作品作りにおいて、「ごまかし」や「はったり」は大いに素晴らしい
要素です。
例えば、往来で悪事の真っ最中の悪人たちの頭上から、「待てッ!」と
ヒーローの声が響いてきたとします。が、舞台は街中だったはずなのに、
声のする方を悪人達が見上げると、いきなり断崖絶壁の端っこから
ヒーローが見下ろしていたり…こんな光景は良くあると思います。
あるいは、野球マンガで投手が渾身の決め球を投げる際、いきなり
背景に炎が噴き上がり、空に暗雲が立ちこめたりします。ボールだって
空中でお餅みたいにひしゃげて、何十秒も滞空したりもします。
球場で試合中にそんな怪現象が実際に起きたら、即刻コールドゲームに
なるでしょう(笑)。
映像作品では、こういった「はったり」の「でたらめ」が素晴らしい
劇的な効果となりうるのです。演出で盛り上げるのに、「ウソ」は
強力な武器になります。
理詰めで正確で正しい、論理的なキチッとした作風も良いですが、
作品を盛り上げる為には、そういった正確さ、整合性といったものを
あえて無視して、理屈に合わない無茶苦茶なごまかしやインチキを、
堂々と観客に叩き付けて見せる事も時に大事なのです。
作品が「正確」「理論的」であっても、その為に盛り上がりに欠けて
しまうようであれば、本末転倒です。
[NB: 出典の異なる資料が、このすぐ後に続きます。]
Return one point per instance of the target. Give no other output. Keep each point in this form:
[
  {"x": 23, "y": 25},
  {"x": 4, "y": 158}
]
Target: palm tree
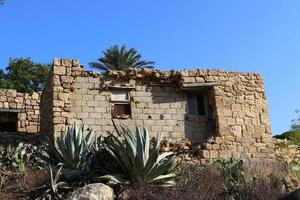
[{"x": 120, "y": 59}]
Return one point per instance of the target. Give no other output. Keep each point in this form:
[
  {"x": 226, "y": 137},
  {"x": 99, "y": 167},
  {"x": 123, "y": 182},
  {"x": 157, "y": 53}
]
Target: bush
[{"x": 208, "y": 182}]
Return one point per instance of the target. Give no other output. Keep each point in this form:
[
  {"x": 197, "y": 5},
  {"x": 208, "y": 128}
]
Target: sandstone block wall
[
  {"x": 243, "y": 127},
  {"x": 160, "y": 108},
  {"x": 27, "y": 107},
  {"x": 28, "y": 104},
  {"x": 55, "y": 106},
  {"x": 238, "y": 125}
]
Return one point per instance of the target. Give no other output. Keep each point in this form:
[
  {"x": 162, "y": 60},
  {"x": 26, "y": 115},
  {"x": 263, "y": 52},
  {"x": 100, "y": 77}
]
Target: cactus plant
[{"x": 138, "y": 162}]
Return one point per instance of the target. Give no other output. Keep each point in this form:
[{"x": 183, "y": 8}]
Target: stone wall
[
  {"x": 55, "y": 105},
  {"x": 159, "y": 107},
  {"x": 243, "y": 127},
  {"x": 27, "y": 108},
  {"x": 238, "y": 124}
]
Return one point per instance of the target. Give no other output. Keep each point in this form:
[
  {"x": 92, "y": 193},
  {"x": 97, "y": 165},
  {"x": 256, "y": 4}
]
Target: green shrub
[
  {"x": 293, "y": 136},
  {"x": 138, "y": 162},
  {"x": 73, "y": 147},
  {"x": 233, "y": 175}
]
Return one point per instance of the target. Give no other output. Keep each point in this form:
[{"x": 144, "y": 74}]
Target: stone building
[
  {"x": 19, "y": 116},
  {"x": 225, "y": 111}
]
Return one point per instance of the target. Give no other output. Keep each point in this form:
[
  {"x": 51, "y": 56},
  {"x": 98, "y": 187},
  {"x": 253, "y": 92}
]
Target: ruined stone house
[{"x": 224, "y": 111}]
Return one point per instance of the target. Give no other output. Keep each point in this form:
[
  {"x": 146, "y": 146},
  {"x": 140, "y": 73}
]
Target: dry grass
[
  {"x": 207, "y": 183},
  {"x": 15, "y": 184}
]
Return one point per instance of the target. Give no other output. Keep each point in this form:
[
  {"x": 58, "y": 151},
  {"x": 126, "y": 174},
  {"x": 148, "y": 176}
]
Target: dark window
[
  {"x": 121, "y": 110},
  {"x": 197, "y": 104},
  {"x": 120, "y": 104},
  {"x": 8, "y": 122}
]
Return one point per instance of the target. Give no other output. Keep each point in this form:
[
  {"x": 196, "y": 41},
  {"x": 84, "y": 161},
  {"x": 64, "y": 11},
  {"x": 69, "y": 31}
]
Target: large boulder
[{"x": 95, "y": 191}]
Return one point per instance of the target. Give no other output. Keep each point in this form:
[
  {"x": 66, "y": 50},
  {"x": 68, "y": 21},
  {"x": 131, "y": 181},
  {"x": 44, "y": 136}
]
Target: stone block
[
  {"x": 59, "y": 70},
  {"x": 31, "y": 129}
]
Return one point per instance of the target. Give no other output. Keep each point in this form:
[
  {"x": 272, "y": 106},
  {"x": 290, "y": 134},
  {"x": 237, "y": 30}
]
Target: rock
[
  {"x": 292, "y": 196},
  {"x": 95, "y": 191}
]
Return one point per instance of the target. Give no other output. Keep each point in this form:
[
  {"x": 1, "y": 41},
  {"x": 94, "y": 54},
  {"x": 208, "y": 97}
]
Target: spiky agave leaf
[
  {"x": 73, "y": 146},
  {"x": 140, "y": 163}
]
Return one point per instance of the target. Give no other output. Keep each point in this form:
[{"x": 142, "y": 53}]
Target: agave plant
[
  {"x": 54, "y": 189},
  {"x": 138, "y": 162},
  {"x": 73, "y": 147}
]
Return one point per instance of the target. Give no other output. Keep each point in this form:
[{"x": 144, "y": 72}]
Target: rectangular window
[
  {"x": 121, "y": 110},
  {"x": 119, "y": 95},
  {"x": 8, "y": 121},
  {"x": 197, "y": 104},
  {"x": 120, "y": 104}
]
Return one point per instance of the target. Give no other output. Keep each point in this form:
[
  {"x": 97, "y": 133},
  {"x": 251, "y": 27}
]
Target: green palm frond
[{"x": 116, "y": 58}]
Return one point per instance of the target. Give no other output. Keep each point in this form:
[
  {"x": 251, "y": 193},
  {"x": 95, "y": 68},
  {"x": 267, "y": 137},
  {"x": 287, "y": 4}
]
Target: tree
[
  {"x": 120, "y": 59},
  {"x": 24, "y": 75},
  {"x": 296, "y": 122}
]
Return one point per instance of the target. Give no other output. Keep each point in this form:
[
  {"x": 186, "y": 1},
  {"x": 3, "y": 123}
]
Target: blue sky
[{"x": 248, "y": 35}]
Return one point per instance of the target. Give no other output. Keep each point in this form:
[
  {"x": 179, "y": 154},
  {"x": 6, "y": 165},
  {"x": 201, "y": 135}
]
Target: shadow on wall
[{"x": 200, "y": 120}]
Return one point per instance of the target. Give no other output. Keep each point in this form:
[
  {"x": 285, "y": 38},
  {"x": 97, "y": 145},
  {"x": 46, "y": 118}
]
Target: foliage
[
  {"x": 73, "y": 147},
  {"x": 205, "y": 183},
  {"x": 293, "y": 136},
  {"x": 296, "y": 122},
  {"x": 233, "y": 175},
  {"x": 120, "y": 59},
  {"x": 138, "y": 162},
  {"x": 54, "y": 189},
  {"x": 24, "y": 75},
  {"x": 20, "y": 157}
]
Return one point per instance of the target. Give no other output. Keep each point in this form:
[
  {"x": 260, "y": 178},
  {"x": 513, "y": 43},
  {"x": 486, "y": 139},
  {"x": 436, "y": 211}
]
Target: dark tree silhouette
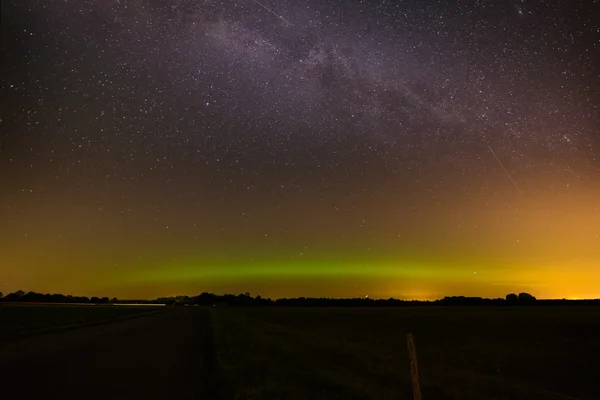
[
  {"x": 511, "y": 298},
  {"x": 526, "y": 298}
]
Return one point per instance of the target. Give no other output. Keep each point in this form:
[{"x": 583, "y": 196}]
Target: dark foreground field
[
  {"x": 463, "y": 353},
  {"x": 157, "y": 356},
  {"x": 19, "y": 320},
  {"x": 314, "y": 353}
]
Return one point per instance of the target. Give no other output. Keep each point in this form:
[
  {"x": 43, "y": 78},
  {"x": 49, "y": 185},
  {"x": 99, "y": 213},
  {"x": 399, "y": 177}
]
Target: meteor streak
[
  {"x": 272, "y": 12},
  {"x": 505, "y": 171}
]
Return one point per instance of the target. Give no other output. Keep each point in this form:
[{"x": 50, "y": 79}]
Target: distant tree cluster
[
  {"x": 210, "y": 299},
  {"x": 33, "y": 297}
]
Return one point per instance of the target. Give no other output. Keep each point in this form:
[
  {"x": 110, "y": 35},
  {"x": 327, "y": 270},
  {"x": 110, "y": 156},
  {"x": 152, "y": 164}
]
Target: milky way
[{"x": 136, "y": 134}]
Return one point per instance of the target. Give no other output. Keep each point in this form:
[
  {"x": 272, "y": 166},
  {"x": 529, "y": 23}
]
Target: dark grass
[
  {"x": 16, "y": 320},
  {"x": 360, "y": 353}
]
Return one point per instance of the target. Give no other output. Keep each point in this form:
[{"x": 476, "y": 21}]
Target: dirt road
[{"x": 162, "y": 356}]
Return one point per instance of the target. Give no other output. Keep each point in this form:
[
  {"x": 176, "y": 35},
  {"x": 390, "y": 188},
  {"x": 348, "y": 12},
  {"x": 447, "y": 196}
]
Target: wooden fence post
[{"x": 414, "y": 369}]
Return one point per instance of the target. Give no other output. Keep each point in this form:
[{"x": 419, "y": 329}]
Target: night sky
[{"x": 412, "y": 149}]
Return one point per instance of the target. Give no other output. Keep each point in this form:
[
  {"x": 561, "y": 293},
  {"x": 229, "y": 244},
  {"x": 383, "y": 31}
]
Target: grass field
[
  {"x": 360, "y": 353},
  {"x": 16, "y": 320}
]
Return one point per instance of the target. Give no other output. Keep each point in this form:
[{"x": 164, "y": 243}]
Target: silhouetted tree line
[{"x": 210, "y": 299}]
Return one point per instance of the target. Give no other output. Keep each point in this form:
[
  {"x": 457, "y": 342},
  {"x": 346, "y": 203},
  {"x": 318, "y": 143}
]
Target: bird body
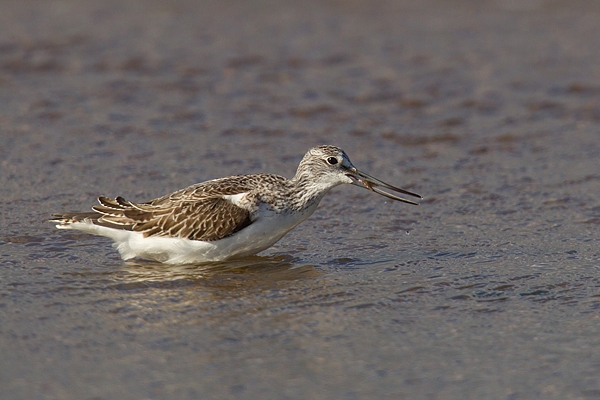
[{"x": 222, "y": 218}]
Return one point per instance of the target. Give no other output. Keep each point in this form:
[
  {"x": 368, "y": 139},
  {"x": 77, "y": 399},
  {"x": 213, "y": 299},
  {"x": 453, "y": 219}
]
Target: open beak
[{"x": 368, "y": 182}]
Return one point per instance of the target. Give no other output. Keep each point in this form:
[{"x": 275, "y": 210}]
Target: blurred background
[{"x": 489, "y": 109}]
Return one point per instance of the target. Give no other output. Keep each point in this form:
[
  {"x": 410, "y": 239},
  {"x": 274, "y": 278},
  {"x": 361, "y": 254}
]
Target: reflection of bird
[{"x": 222, "y": 218}]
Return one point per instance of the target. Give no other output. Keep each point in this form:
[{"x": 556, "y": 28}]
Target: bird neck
[{"x": 306, "y": 192}]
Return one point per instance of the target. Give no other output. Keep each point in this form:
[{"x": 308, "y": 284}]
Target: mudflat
[{"x": 489, "y": 289}]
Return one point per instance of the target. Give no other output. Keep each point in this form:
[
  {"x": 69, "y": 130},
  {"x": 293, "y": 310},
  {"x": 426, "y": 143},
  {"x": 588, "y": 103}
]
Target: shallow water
[{"x": 489, "y": 289}]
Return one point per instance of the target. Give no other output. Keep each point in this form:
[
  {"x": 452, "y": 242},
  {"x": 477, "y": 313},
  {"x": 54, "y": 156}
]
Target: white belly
[{"x": 258, "y": 236}]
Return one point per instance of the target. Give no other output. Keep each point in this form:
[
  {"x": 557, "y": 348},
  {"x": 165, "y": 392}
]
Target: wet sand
[{"x": 489, "y": 289}]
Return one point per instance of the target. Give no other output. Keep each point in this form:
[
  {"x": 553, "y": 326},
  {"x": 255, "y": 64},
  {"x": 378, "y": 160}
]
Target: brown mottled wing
[{"x": 208, "y": 218}]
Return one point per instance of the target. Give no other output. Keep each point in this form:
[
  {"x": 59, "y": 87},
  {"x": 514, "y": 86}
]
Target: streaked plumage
[{"x": 222, "y": 218}]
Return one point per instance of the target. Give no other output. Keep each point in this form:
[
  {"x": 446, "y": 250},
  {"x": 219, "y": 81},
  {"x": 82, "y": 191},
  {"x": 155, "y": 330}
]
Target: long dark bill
[{"x": 368, "y": 182}]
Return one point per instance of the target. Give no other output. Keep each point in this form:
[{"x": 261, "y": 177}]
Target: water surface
[{"x": 489, "y": 289}]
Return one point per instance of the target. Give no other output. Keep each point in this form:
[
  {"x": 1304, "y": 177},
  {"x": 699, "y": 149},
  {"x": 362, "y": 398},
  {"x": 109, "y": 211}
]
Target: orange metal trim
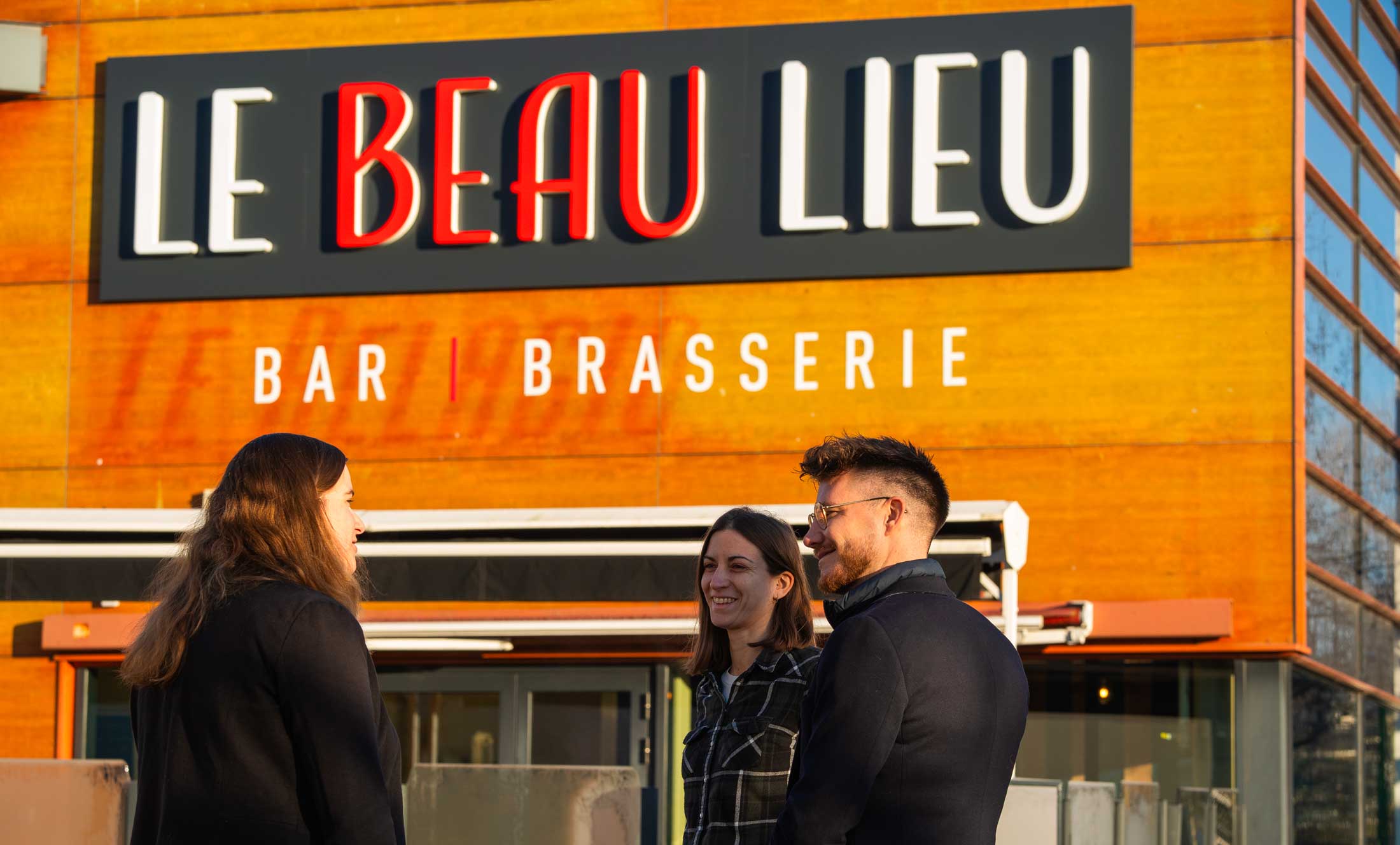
[
  {"x": 1168, "y": 651},
  {"x": 1357, "y": 595},
  {"x": 1299, "y": 328},
  {"x": 1343, "y": 51},
  {"x": 1177, "y": 618},
  {"x": 64, "y": 725},
  {"x": 1341, "y": 678}
]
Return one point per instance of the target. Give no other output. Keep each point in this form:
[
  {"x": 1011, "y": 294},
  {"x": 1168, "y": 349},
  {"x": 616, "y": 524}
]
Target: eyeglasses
[{"x": 823, "y": 512}]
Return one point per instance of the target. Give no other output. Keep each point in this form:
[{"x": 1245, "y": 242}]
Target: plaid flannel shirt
[{"x": 738, "y": 756}]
正確であるよりは、ウソでも
ごまかしでも良いから「説得力」があった方が、より客をノせられます。
客を説得・納得させるため、時には「正確さ」よりも「凄み」「力強さ」
が優先されます。作り手から押しつけられたモノが、例え理屈無視の
メチャクチャのごまかしでも、作品を鑑賞しているその場で納得させ
られるだけの何かすごいモノさえあれば、客はそれで大満足出来ると
いうものです。
けれん味がある作品だと、見ている最中はワクワクドキドキ出来ても、
後から冷静に考え出すと、アレ!?何だいありゃといったツッ込みどころ
がどんどん出て来たりします。でもそれで良いのです。学術理論記録では
なく、創造作品なのですから。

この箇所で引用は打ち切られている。